Peter Edwards, Harold Levy and Theresa Boyle

Toronto Star 

 

The provincial government has lost its fight to block the release of affidavits from 40 government and police officials including one from Premier Mike Harris about a top-level government-police meeting the day native activist Anthony (Dudley) George was shot dead at Ipperwash Provincial Park.

Lawyers for the government unsuccessfully appealed this week to Tom Mitchinson, assistant commissioner for the Information and Privacy Commission, that he shouldn't allow the release of the affidavits, which government officials were ordered to produce in response to a Freedom of Information request by Liberal MPP Gerry Phillips (Scarborough-Agincourt).

In an unsuccessful appeal, a lawyer for the government argued Wednesday that release of the affidavits might interfere with a wrongful death lawsuit by the George family against Harris and key government and police officials.

The government lawyer also argued: "No legitimate public interest would be furthered by sharing this information to the appellant (Phillips) who is not a party to the litigation ... The affidavits contain personal information and individual recollections of the event.
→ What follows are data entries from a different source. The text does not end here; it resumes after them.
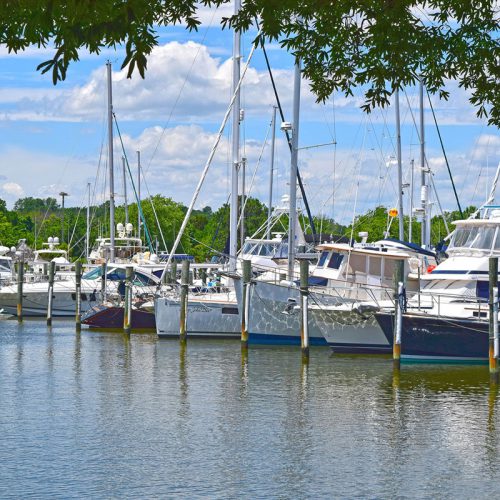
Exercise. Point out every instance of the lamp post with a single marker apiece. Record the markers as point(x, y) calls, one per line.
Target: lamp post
point(63, 195)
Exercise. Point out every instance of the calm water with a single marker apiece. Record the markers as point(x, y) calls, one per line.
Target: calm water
point(100, 416)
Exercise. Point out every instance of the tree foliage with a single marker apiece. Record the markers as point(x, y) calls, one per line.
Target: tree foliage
point(380, 45)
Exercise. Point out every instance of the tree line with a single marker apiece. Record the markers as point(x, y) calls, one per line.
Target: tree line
point(206, 235)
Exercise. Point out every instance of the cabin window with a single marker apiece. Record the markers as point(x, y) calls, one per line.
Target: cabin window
point(93, 275)
point(389, 267)
point(116, 275)
point(375, 266)
point(475, 237)
point(143, 280)
point(335, 260)
point(322, 259)
point(357, 263)
point(5, 265)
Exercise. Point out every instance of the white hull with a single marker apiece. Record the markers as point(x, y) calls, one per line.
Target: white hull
point(205, 318)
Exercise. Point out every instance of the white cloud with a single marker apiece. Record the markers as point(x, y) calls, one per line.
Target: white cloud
point(13, 189)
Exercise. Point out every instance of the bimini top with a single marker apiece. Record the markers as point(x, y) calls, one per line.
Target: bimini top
point(476, 235)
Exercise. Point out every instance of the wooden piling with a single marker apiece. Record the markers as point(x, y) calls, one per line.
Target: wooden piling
point(127, 306)
point(304, 308)
point(398, 313)
point(50, 297)
point(493, 351)
point(20, 280)
point(104, 270)
point(245, 311)
point(78, 296)
point(184, 300)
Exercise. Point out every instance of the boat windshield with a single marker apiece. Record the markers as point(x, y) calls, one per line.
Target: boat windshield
point(5, 265)
point(480, 238)
point(93, 275)
point(267, 249)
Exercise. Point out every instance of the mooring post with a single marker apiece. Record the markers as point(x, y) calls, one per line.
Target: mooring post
point(103, 282)
point(245, 312)
point(173, 271)
point(20, 279)
point(398, 313)
point(304, 309)
point(50, 298)
point(78, 296)
point(493, 350)
point(127, 307)
point(184, 300)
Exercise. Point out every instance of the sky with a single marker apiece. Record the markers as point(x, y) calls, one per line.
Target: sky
point(54, 138)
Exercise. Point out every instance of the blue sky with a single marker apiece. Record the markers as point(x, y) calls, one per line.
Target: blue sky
point(54, 138)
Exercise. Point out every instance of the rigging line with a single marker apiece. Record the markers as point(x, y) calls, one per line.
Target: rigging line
point(289, 139)
point(146, 230)
point(264, 144)
point(188, 74)
point(154, 212)
point(74, 226)
point(208, 163)
point(444, 154)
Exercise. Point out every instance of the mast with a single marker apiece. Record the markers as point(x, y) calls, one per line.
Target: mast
point(110, 166)
point(424, 190)
point(243, 191)
point(271, 173)
point(293, 171)
point(410, 227)
point(87, 236)
point(138, 194)
point(125, 190)
point(400, 168)
point(233, 209)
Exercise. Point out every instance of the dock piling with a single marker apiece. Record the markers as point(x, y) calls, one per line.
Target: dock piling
point(103, 282)
point(173, 272)
point(304, 306)
point(127, 308)
point(50, 298)
point(184, 300)
point(493, 351)
point(398, 314)
point(245, 312)
point(78, 296)
point(20, 279)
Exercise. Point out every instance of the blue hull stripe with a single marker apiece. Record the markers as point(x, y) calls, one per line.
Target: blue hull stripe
point(266, 339)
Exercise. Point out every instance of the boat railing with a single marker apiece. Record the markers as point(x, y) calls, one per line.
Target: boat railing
point(440, 303)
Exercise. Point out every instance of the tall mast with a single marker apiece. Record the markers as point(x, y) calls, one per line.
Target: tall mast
point(243, 191)
point(138, 194)
point(424, 190)
point(410, 226)
point(110, 166)
point(125, 189)
point(293, 171)
point(87, 236)
point(235, 159)
point(400, 168)
point(271, 172)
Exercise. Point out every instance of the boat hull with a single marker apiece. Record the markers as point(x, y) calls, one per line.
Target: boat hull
point(111, 317)
point(212, 318)
point(431, 339)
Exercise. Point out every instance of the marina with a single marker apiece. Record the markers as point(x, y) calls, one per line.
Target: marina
point(110, 416)
point(249, 250)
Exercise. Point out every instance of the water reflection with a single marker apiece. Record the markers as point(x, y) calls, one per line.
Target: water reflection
point(99, 414)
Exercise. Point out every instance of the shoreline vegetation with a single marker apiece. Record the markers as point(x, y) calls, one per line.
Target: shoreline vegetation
point(37, 219)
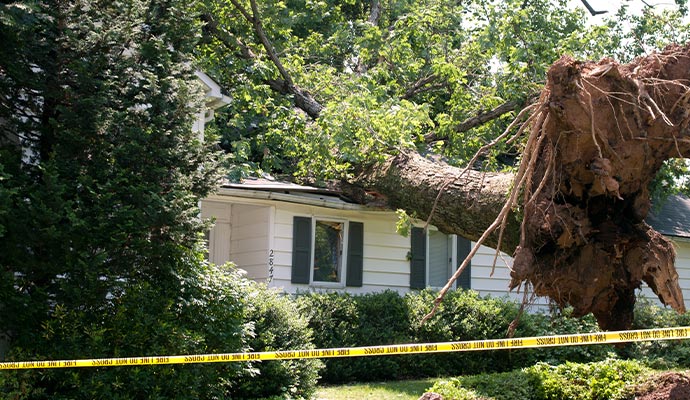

Moreover, many of these individuals are no longer employed by the Crown and some were never so employed."

Mitchinson dismissed the government arguments against releasing the affidavits as "sketchy at best."

"The Premier has said that he has nothing to hide," Phillips said yesterday. "But behind the scenes, his lawyers are mounting an endless campaign to keep the facts from coming out."

However, Attorney-General David Young said yesterday he thinks each of the 40 people ordered to swear out affidavits should be allowed to determine whether they want their remarks made public.

He insisted the government was being co-operative and that there were no more documents to be found, adding the Premier would give consent to the distribution of his affidavit within a few days.

"But when it comes to people who are no longer in government, we feel out of respect that they should be asked ... by the privacy commissioner or the government," Young said. Phillips said he found Young's comments "bizarre," since privacy legislation is legally binding.

In his written response to Phillips, Mitchinson said he would provide him with the documents no earlier than Nov. 5, which would give the government a week to respond to his decision.

Meanwhile, Toronto city councillors yesterday rejected a plea they weigh in on the George controversy.

NDP Leader Howard Hampton and Phillips trooped down to city hall yesterday with a plea that city council formally request a public inquiry. But council's policy committee voted 7-3 against the idea.